Bitcoin will have its first mining difficulty decrease in over three months. The decrease reflects a lower network-wide hashrate which corresponds to lower mining revenues.
Within the next few hours Bitcoin will experience its first mining difficulty decrease in over 100 days.
Since January, Bitcoin has seen, on average, gradually increasing mining difficulty. These increases are consistent with growing miner revenue — a combination of the 12.5 BTC block reward and transaction fees.
The upcoming decrease in difficulty is observable through a measurable increase in average block time. Mining difficulty adjusts every 2016 blocks. With a 10 minute block time this translates to a difficulty adjustment every two weeks.
That said, when the Bitcoin network hashrate is increasing, as it has over much of Bitcoin’s history (in line with growing prices), it results in block times lower than 10 minutes.

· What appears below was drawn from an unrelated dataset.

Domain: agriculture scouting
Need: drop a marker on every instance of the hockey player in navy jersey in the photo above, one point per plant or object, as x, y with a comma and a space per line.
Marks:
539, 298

Year-to-date the block time has actually averaged around 9.5 minutes.
Since Oct. 27 block time has increased above 10 minutes. This translates to a likely decrease in mining difficulty because miners are not producing enough hashes to find blocks at a more frequent rate.
As seen on the one-year chart (smoothed with a seven-day average) the network hashrate has fallen from 100,000 petahashes on Oct. 26 to 91,800 petahashes on Nov. 5, an 8.2% decrease. The drop should not be surprising. Given Bitcoin’s precipitous price drop since late September miner revenues from block rewards have suffered.
At $8,000 per BTC the block reward would have only amounted to $100,000 versus $125,000 when the cryptocurrency was trading at $10,000. Right now the block reward totals roughly $115,000.
In light of the change in market conditions miners will turn off inefficient hardware. Miners will mothball mining models older than the S9 and reduce hashrate production in areas with higher electricity costs until Bitcoin once again rallies above $10,000.